選挙がいよいよ明日ですね。
政策面以外のことでも、政党の乱立とか、投票率とか、一票の格差とか、いろいろ問題があると思いますが、ここで一度そもそもの議会制民主主義について考えておきたいと思います。
改めて、議会制発祥のイギリスの哲学者 J.S.ミル(『代議制統治論』)を手に取りましたが、掻い摘んでまとめると次のようになるかと思います。
議会制民主主義は、有権者は自分より優れたる代表者を選出して、国政を委ねます。
そして国政の場においては、多数決で物事を決めるルールですから、当然のことながら代表者の多数派が主導的に物事を決めて進める、ということになります。
そして「物事を決めて進める」その結果が、よくないと有権者が判断すれば、次の選挙では落選し、よりよいと思われる候補者が当選する。
結果として、国政の議会の場では、代表者ならびに政策の質が担保される、というものです。
代表者の質が担保されるには
とはいえ、そもそも代表者の質が担保されるには、とりもなおさず選挙民の質がよいということを前提とします。
だから選挙民の質 ― J.S.ミルが特に強調していたのは「公共性」を持ちかつ関心を払うことができるということ ― がよくなければ、代表者の質も悪く、自ずと国政の質も悪くなる。これは議会制民主主義では注意すべきことであると言っています。
一方で、立候補者に対してはこう言っています。
ある政党が大きくなれば、各地域に立てる代表は、本人の質に関係なく、ただ政党の綱領を言うだけの中身のない人が増えてくる。
結果として、選挙民が、その質を比較検討できるような候補者が揃わなくなる。
これもまた議会制民主主義の陥穽であり、これは避けなければならないと言っています。
とはいえ本文章では、このような事態の回避については特に言及はしない事とします。なぜならそれは投票制度や選挙区制度の問題となり、この文章の趣旨からは外れるためです。
私が書いておきたいのは、上記のような問題を抱えながらも、兎にも角にも当選した少数派についての存在価値です。
少数派が、少数派だからそこ必要な理由
よく耳にする意見として、政権運営を担えない少数派は、多数派にならなければ存在意味がないのではないか、というのがあります。
これについて、J.S.ミルは、次のように言っています。
多数派の宿命は、その政治的・経済的・地域的なしがらみから、政策の質の低下は避けられない。
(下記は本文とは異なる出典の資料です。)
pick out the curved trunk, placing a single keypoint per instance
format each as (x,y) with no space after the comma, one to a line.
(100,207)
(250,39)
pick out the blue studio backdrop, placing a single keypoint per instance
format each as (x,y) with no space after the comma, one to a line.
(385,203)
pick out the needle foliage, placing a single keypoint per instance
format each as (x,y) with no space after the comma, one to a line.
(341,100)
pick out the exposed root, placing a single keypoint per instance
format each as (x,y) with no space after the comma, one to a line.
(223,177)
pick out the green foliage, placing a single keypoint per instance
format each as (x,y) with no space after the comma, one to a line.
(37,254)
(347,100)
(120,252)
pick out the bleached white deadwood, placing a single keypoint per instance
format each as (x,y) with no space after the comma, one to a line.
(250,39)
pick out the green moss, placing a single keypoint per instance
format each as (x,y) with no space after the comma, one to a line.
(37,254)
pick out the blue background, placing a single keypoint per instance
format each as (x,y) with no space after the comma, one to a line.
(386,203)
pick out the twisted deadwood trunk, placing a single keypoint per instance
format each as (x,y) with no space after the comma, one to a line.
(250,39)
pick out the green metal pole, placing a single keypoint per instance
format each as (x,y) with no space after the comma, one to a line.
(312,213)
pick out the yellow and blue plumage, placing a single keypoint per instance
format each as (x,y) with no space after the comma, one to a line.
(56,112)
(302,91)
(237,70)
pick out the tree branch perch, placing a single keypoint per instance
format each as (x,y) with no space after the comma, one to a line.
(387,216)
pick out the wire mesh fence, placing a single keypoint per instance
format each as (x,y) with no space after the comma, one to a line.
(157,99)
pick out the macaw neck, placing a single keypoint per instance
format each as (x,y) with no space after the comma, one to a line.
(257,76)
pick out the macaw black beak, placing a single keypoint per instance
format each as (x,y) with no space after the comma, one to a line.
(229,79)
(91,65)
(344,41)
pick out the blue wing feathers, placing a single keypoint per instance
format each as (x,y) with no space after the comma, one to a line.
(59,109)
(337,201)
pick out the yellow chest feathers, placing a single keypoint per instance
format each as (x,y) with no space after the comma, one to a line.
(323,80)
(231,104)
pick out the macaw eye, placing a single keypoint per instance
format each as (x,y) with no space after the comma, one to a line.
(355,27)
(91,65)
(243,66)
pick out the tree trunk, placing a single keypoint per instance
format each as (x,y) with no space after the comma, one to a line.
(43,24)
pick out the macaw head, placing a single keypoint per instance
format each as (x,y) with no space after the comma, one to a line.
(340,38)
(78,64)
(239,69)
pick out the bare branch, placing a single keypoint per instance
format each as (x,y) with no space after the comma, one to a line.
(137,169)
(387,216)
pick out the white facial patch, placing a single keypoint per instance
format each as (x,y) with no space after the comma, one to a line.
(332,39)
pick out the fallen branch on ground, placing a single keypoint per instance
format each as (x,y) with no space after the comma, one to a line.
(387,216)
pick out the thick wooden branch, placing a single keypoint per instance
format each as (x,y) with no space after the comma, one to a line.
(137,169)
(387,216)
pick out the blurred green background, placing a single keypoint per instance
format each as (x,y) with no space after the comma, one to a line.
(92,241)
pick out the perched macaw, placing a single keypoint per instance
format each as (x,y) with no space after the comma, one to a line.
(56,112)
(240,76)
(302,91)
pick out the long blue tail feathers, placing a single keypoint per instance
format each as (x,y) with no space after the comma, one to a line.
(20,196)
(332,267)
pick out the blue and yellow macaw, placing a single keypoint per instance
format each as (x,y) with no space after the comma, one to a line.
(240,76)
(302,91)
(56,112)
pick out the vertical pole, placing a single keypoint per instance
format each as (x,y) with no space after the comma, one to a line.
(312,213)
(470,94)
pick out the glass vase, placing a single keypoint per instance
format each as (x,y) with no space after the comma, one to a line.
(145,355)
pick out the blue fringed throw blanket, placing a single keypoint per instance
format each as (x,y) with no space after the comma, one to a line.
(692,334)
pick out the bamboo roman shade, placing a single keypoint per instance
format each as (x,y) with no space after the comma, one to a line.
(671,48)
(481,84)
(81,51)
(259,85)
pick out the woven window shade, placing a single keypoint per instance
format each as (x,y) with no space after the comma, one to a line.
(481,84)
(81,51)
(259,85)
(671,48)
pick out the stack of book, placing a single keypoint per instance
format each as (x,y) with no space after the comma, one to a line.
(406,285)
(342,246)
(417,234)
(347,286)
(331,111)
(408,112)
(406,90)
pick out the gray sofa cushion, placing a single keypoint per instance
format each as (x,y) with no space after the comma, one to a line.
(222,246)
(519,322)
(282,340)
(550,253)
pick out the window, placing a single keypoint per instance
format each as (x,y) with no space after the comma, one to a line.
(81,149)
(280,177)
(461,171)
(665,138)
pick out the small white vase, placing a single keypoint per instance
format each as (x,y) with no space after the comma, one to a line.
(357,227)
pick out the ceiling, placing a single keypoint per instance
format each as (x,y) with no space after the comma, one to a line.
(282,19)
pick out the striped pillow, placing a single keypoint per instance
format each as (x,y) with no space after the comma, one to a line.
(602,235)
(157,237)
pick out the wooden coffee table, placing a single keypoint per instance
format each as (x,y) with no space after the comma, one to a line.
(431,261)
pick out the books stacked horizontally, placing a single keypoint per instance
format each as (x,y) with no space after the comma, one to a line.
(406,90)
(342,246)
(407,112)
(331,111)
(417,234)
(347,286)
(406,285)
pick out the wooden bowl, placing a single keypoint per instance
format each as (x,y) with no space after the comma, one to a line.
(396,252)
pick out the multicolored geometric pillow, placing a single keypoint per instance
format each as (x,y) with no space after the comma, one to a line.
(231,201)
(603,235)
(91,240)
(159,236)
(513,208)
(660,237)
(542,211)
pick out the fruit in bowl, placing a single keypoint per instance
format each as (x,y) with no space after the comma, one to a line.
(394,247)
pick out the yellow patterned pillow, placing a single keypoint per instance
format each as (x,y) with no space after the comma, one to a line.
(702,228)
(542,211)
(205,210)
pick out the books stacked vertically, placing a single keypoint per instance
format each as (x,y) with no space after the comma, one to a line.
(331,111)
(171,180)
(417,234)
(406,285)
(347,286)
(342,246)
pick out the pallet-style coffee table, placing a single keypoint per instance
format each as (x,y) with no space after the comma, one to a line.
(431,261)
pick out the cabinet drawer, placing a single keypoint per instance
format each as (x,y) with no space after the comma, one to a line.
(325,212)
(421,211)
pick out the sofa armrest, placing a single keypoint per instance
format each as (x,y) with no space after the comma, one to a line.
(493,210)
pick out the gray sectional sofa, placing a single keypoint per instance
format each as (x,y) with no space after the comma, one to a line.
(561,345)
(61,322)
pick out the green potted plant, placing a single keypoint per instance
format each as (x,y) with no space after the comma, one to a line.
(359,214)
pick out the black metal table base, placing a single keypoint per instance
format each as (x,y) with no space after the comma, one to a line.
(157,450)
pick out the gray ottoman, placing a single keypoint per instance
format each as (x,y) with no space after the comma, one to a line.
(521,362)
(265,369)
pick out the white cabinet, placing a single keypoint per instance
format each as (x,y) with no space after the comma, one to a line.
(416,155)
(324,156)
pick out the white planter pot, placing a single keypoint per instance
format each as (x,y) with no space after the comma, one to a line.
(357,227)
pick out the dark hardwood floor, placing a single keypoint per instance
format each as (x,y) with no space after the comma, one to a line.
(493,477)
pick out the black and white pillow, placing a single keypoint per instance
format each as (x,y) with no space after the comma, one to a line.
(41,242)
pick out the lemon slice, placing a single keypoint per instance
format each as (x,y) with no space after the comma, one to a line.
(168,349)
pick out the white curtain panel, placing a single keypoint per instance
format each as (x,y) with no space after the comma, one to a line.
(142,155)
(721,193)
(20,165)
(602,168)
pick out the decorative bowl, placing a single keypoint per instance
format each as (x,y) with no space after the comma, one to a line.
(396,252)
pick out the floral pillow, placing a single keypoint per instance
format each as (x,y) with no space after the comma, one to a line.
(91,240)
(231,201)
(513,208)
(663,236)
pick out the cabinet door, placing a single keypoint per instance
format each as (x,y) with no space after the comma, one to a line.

つまり思い切ったことができないか、しようとしても、立案の過程で骨抜きにされた政策ができあがってしまうというものです。
一方、少数派は、自分達の意見を、意見のままであるが故に、鋭いまま保存しておくことが可能です。だからこそ、少数派は少数派として必要なのだと指摘しています。
なぜなら、議会(国会)で、議論が場が確保されているのであれば、少数派からの意見が、多数派の政策立案に対して純粋な批判を加えることができるからです。
そしてその批判は、政策のみならず、立案した人の思考・精神に対して、少なからず影響を与えるでしょうと。
だとすれば、少数派であればこそ、多数派を多少なりとも矯正できるというものです。
ちなみに、もし少数派が多数派に転ずれば、結局ははじめの宿命に戻って、質の落ちた政策しか立案できない立場にならざるを得えません。
選挙は、多数少数ではなく「自分の信条」を基準とすべき
ということは、選挙にあって選挙民は、自身が多数派政党の成員でないのであれば、自分の信条に照らして合致すれば、少数派であっても投票した方がいいのであって、
いま多数派だからとか、少数派だからとか、そういう判断基準を持ち込んではいけない、ということになります。
もちろん、日本における少数派は、これまでのところ共産党や社会党といった、過去に崩壊した理想、あるいは薄っぺらな理想を金科玉条にしている人たちでありますから、
それを実現したら甚だ困る、という少数派ではあります。
が、上記のような薄っぺらな理想を振りかざす人たちとは、一線を画している少数派政治家もいます。無所属もいるかもしれません。
そういう人たちが主張していることに耳を傾けて、自分の信条がより近いのであれば、迷わずその人に投票すればよいのではないでしょうか。
議会制民主主義の根幹は理解しておいた方がいい
今回の選挙は、恐らく自民党が過半数を占めると思います。民主党があまりに酷かった反動ですが、
それはあくまで反動であり、民主党が政権をとるきっかけは、自民党政治のどん詰まりであったことは動かしようのない事実です。
そんな多数派の動向が、確かに日本の政治を左右することに変わりはありませんが、少数派が死滅したら、多数者の専制を矯正する手段のひとつを失う、ということを意味します。
ゆえに、少数派の存在もしっかり考えておく必要があるのではないか。
そんなことを思う、選挙前夜でした。